Thursday, September 30, 2010

Too Stressed To Clean

Posted by Unknown at 10:57 AM
So begins my self destruction circle. It usually happens when the weather gets crummy like this. I get stressed and put off motherly duties like cleaning, and cooking. Then because I've slacked off I feel overwhelmed... So I continue to not do normal human being stuff like cleaning the bathroom, or cleaning off old paperwork off my dresser.

Oh so true!
Everything begins to pile up... Now I feel unable to do them. The stress mounts on more. I break, finally do one or two "chores" and then I feel like I deserve a few days off. The cycle repeats.

I can't be the only one out there.

It's not that I'm irresponsible. I swear! 


Being at home with my toddler it's expected of me to do like %99 of household duties, and then also misc. stuff for the extended family. If you've ever had a three year old, you know how impossible completing even one task can be some days. Things back up, stuff gets in the way. It's more important for me to make sure Yaya doesn't decide to paint the bathroom in lipstick and baby lotion instead of preparing a casserole.

At some point someone lays serious, or maybe even slight, pressure on me and I break down. This usually ends in me being very angry, or very sad. Usually a combination of both. When I explain why I'm so discombobulated the general response is;

"You stay home, and can sleep in till 11, why on earth can you not even...(insert usually easy task here)".


Of course, without actually experiencing it you cannot truly understand that being a 24/7 stay at home mommy is not surrounded by sunshine, unicorns, and rainbows (on most days). I never sleep in till 11am, and I never fall asleep before midnight.

Then again, I get to enjoy all the wonderful parts. Reading to my daughter when she wants to read. Playing games with her. Cuddling her when she naps. Chasing after her after she grabs my phone and runs away laughing.

Lately, I've come to the belief that I need more "ME" time to relieve the stress so the cycle can not complete. Let me sit back alone and enjoy a coffee. I will fold the laundry when I finish my cup and won't be aggravated when Yaya unfolds the whole pile.

4 comments:

Moms in the City on October 2, 2010 at 12:58 AM said...

Ok first, totally cute blog! Secondly I couldn't agree more about needing "me" time. I have a friend who loves to comment "You guys just sit at home all day, why are you so tired? I'd be bored out of my mind." But this is also coming from a girl with no children, who does not wake up at 7 every morning because the baby said so and has to run, feed and change a baby all day while trying to run a business. Yeah it sounds like there is room for TONS of naps!

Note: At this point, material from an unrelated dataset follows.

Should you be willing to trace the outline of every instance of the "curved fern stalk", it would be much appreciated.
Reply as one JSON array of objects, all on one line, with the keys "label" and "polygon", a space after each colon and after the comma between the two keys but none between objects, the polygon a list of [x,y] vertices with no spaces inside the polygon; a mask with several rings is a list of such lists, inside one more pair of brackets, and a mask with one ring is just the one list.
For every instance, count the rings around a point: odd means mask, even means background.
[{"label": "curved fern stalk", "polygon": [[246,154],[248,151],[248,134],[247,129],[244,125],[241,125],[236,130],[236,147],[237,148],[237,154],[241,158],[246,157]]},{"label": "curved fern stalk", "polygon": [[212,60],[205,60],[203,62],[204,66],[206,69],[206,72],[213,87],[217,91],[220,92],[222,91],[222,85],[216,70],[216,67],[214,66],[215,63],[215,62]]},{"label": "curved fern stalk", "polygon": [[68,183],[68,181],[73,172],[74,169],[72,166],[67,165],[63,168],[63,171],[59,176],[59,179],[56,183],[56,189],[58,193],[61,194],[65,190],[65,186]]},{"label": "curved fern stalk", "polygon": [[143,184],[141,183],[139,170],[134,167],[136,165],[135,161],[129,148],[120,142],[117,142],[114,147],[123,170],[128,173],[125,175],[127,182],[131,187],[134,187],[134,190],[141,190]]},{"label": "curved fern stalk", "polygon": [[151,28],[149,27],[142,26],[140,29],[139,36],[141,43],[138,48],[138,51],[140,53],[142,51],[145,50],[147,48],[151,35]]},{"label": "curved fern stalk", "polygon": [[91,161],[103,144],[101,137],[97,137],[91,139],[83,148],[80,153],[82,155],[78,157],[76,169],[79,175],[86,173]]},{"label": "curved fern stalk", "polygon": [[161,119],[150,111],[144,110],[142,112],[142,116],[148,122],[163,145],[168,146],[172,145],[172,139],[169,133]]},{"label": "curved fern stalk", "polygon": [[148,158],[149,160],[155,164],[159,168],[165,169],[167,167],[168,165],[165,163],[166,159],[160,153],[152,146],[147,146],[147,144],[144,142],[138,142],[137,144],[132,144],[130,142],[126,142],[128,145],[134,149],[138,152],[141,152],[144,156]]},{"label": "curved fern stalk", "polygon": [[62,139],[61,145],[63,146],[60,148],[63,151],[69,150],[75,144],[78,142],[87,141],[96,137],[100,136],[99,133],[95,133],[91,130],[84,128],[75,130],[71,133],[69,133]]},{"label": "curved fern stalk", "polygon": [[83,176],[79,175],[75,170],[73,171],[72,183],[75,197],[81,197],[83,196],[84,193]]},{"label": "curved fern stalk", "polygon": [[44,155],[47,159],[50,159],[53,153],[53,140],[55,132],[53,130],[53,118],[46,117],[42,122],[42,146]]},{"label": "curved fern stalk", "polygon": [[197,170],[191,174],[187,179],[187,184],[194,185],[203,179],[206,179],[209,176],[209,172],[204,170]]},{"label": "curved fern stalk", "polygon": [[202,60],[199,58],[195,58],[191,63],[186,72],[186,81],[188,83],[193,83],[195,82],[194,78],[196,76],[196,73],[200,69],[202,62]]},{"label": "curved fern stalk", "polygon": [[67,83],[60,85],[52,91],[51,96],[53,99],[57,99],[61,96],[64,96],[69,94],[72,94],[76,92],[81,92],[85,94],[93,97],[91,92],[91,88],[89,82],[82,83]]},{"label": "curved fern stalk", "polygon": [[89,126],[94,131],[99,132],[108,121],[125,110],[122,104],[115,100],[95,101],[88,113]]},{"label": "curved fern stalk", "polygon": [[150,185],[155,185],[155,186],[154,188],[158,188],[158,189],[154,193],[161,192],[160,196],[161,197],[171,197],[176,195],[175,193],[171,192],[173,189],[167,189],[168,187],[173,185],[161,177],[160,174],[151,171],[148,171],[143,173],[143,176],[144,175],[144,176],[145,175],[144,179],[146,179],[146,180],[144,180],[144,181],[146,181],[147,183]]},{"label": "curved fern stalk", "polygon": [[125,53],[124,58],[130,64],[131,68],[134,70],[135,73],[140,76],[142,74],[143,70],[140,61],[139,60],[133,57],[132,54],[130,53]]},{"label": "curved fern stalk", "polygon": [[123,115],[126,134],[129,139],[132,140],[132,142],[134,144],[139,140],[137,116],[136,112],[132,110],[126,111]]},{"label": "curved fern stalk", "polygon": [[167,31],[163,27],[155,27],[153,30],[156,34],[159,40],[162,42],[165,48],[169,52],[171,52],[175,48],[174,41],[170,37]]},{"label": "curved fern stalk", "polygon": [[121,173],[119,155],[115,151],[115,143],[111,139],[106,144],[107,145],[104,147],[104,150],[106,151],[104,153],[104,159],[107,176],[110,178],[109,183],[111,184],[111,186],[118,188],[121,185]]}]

Ha!

Lastly, I had no idea about the egg water test. That is so cool! I know that there is a test regarding it being boiled or raw and that's by spinning it but I didn't know about how to test if it's gone bad! Very cool tidbit

Krishana
www.momsinthecity.net

Cindy on October 2, 2010 at 3:10 AM said...

Cute blog! I commend those who do stay home with their little ones. Insert applause here
You have a 24/7 job and deserve me time!
Thanks for the follow.. following you back!

http://cindyseesit.blogspot.com

Kristin on October 2, 2010 at 12:01 PM said...

Hi! Great Blog! I can relate for sure. Stopping by from MBC. Following you now.

Kristin
http://www.Kristinsreview.com

gena womack on October 21, 2010 at 5:18 PM said...

Holy Cow! I never noticed that! My life is better now that I do. Everything makes sense.